LATE MING DYNASTY, LATE 16TH-EARLY 17TH CENTURY

Details
A RARE GLAZED PIERCED ROCK-FORM 'BOUGH' HOLDER
LATE MING DYNASTY, LATE 16TH-EARLY 17TH CENTURY
Modelled in the shape of a garden rock and pierced with apertures, painted in green, turquoise, yellow, aubergine and black with bamboo growing from rocks on one side and a pine tree on the reverse, with a small rabbit seated on one side of the base
8½in. (21.6 cm.) high

Lot Essay

Porcelain articles of this type modelled in imitation of the distorted rocks placed in Chinese gardens, are variously known as bough or flower holders or incense burners.
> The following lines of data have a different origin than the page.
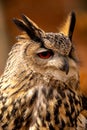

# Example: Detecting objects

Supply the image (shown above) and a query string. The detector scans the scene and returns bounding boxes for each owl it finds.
[0,12,87,130]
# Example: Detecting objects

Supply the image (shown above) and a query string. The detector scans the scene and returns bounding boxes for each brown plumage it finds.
[0,12,87,130]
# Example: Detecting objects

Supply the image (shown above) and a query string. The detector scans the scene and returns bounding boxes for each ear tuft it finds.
[59,11,76,41]
[13,15,44,42]
[68,12,76,40]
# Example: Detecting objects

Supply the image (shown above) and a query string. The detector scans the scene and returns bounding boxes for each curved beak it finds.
[60,57,69,75]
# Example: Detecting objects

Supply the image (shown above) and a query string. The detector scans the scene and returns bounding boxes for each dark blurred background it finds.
[0,0,87,94]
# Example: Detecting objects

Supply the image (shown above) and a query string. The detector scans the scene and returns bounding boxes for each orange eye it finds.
[37,50,53,59]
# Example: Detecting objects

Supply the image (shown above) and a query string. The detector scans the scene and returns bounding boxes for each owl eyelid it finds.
[36,48,48,53]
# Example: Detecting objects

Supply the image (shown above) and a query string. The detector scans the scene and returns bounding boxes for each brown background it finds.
[0,0,87,94]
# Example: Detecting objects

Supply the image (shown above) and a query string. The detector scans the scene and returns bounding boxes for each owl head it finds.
[13,12,78,81]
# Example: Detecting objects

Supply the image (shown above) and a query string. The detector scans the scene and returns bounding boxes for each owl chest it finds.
[31,81,82,130]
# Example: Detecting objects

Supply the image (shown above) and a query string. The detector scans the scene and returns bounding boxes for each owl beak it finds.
[60,58,69,75]
[63,61,69,75]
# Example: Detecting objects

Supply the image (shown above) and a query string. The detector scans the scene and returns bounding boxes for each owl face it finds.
[24,34,77,81]
[13,12,78,81]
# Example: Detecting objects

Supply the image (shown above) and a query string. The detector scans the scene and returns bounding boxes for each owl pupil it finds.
[38,51,53,59]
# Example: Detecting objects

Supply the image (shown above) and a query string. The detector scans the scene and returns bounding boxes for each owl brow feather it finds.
[13,15,44,43]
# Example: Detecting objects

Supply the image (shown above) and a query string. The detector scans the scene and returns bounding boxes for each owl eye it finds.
[37,50,53,59]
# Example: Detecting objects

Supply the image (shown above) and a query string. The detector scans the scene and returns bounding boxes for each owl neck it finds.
[0,68,80,129]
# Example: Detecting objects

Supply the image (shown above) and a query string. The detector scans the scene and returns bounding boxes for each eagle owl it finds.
[0,12,87,130]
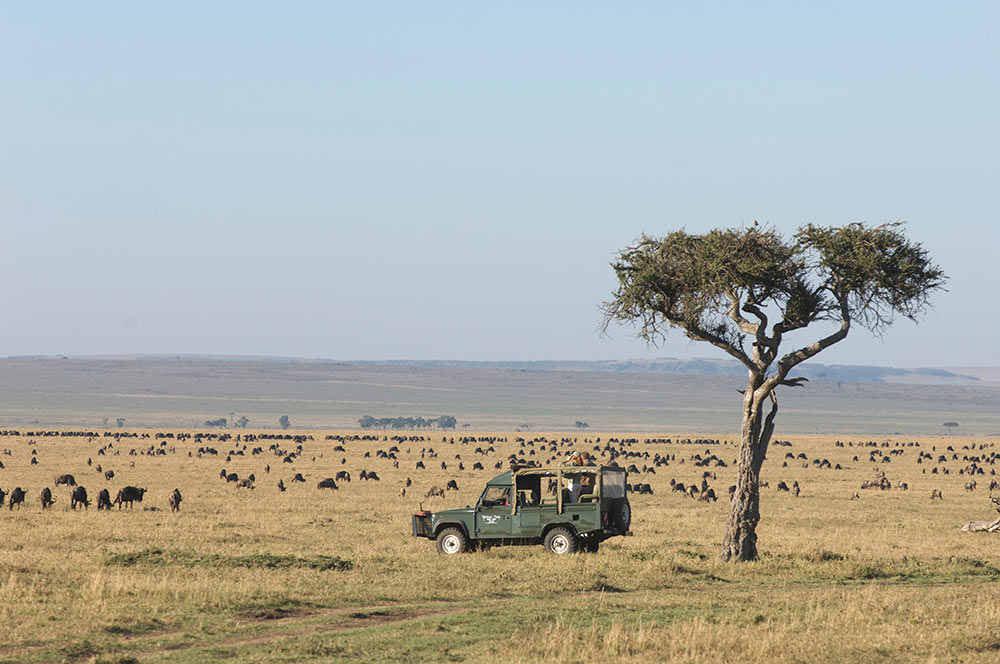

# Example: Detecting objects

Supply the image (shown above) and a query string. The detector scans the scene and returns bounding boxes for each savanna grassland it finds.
[2,428,1000,664]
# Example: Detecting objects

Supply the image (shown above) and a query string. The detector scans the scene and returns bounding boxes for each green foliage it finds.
[604,222,946,358]
[358,415,458,430]
[203,417,227,428]
[115,417,125,427]
[278,414,291,429]
[235,416,249,429]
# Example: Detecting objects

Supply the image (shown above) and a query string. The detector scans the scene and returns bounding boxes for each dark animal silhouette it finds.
[317,478,338,490]
[277,479,286,492]
[96,489,113,510]
[169,488,182,512]
[54,474,76,486]
[40,487,56,509]
[446,479,459,491]
[425,486,445,499]
[9,487,26,510]
[104,470,115,480]
[114,486,147,509]
[291,473,305,482]
[70,486,90,510]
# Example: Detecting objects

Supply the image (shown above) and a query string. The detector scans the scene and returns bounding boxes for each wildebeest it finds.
[236,478,254,489]
[70,486,90,510]
[40,487,56,510]
[96,488,113,510]
[169,488,182,512]
[9,487,26,510]
[0,487,5,508]
[446,479,459,491]
[699,487,717,502]
[336,470,351,482]
[54,474,77,486]
[317,478,338,490]
[425,486,445,499]
[291,473,305,483]
[930,488,943,501]
[277,479,286,492]
[776,481,790,492]
[114,486,147,509]
[219,468,228,480]
[104,470,115,480]
[225,473,239,483]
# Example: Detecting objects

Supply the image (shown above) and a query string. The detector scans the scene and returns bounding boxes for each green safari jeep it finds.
[412,464,631,555]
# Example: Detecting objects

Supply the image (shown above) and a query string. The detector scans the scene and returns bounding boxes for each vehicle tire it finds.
[612,498,631,532]
[435,527,468,555]
[544,527,578,555]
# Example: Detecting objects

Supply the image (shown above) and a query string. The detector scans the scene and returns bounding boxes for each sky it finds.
[2,2,997,367]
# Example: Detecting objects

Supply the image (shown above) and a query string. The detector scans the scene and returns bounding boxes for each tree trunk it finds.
[720,379,775,562]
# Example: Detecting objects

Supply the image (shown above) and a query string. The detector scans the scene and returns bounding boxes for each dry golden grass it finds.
[0,428,998,663]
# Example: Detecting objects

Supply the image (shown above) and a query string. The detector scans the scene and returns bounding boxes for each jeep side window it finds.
[480,486,510,507]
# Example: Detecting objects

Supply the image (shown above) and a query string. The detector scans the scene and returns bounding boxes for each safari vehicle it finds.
[412,464,631,555]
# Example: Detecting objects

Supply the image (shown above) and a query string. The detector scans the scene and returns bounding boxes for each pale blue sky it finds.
[2,2,997,366]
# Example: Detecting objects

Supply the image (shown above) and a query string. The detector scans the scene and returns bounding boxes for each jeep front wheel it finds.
[436,527,468,555]
[544,527,578,555]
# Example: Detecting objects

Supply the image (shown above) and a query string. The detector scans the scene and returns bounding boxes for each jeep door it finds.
[476,486,513,538]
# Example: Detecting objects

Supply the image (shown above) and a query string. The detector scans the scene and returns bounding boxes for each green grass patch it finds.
[102,548,353,572]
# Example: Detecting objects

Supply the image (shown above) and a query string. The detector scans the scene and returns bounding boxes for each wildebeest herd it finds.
[0,429,995,523]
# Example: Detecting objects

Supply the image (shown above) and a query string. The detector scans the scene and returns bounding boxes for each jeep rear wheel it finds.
[436,527,468,555]
[544,527,578,555]
[612,498,631,532]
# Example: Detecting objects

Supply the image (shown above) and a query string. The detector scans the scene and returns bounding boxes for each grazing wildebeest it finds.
[672,482,687,494]
[54,474,76,486]
[291,473,305,483]
[317,478,338,490]
[9,487,26,510]
[96,488,113,510]
[0,487,4,508]
[40,487,56,510]
[699,487,717,502]
[446,479,459,491]
[70,486,90,510]
[966,480,977,492]
[930,488,943,501]
[225,473,239,483]
[473,462,484,471]
[336,470,351,482]
[366,471,380,481]
[277,479,286,492]
[776,481,790,492]
[425,486,446,500]
[169,488,182,512]
[219,468,228,480]
[114,486,147,509]
[105,470,115,481]
[236,478,254,489]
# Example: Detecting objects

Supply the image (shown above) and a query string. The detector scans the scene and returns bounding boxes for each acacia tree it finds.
[602,222,945,561]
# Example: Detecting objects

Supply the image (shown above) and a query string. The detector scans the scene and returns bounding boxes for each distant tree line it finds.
[358,415,457,430]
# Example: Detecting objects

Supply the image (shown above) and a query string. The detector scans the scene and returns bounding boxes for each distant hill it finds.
[355,358,988,386]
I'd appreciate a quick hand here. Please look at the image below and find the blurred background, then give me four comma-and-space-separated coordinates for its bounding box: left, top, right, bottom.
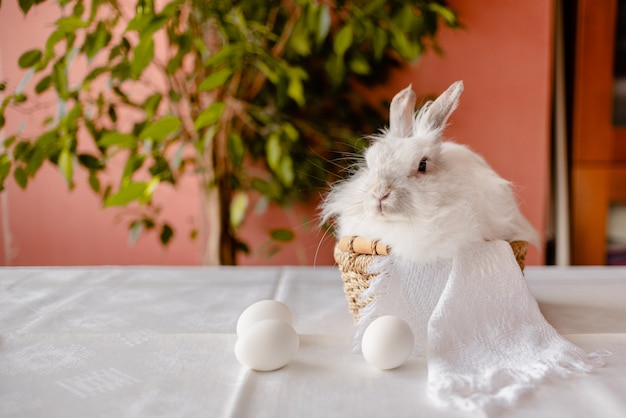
0, 0, 623, 266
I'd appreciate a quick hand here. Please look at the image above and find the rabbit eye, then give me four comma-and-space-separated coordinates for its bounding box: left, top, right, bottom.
418, 158, 428, 173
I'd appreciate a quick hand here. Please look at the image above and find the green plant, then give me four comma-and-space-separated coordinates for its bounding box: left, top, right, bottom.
0, 0, 458, 264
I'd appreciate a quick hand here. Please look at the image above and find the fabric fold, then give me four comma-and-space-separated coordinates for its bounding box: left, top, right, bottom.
354, 240, 604, 413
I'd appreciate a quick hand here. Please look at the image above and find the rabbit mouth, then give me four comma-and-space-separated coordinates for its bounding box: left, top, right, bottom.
373, 202, 403, 219
377, 200, 387, 215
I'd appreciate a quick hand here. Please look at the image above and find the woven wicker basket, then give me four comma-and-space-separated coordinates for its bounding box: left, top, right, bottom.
334, 238, 528, 321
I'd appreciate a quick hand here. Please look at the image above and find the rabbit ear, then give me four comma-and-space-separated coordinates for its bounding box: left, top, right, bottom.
422, 80, 464, 131
389, 85, 417, 138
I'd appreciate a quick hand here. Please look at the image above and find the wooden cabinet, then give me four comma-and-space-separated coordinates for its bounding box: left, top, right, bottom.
571, 0, 626, 264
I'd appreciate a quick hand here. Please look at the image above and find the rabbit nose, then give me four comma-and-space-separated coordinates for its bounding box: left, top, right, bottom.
372, 184, 391, 201
372, 186, 391, 213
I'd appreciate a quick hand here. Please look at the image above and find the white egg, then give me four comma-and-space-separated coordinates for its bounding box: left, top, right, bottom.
236, 299, 293, 336
234, 319, 300, 371
361, 315, 414, 370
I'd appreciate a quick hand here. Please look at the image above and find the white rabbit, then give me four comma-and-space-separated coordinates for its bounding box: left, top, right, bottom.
321, 81, 539, 264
An example in blue and white in the Percival David Foundation, dated to the beginning of the 17th century, is illustrated by M. Beurdeley, The Chinese Collector through the Centuries, Rutland and Tokyo, 1966, p. 244, cat. no. 112. Other similar examples include a flower stand in the form of a garden rock, painted in green, red, yellow and brown, illustrated by B. Gyllensvärd, Chinese Ceramics in the Carl Kempe Collection, Stockholm, 1970, p. 251, no. 859; and another dated to the 16th century, described as an incense burner, illustrated by R. L. Hobson, B. Rackham and W. King, Chinese Ceramics in Private Collections, London, 1931, p. 170, fig. 310.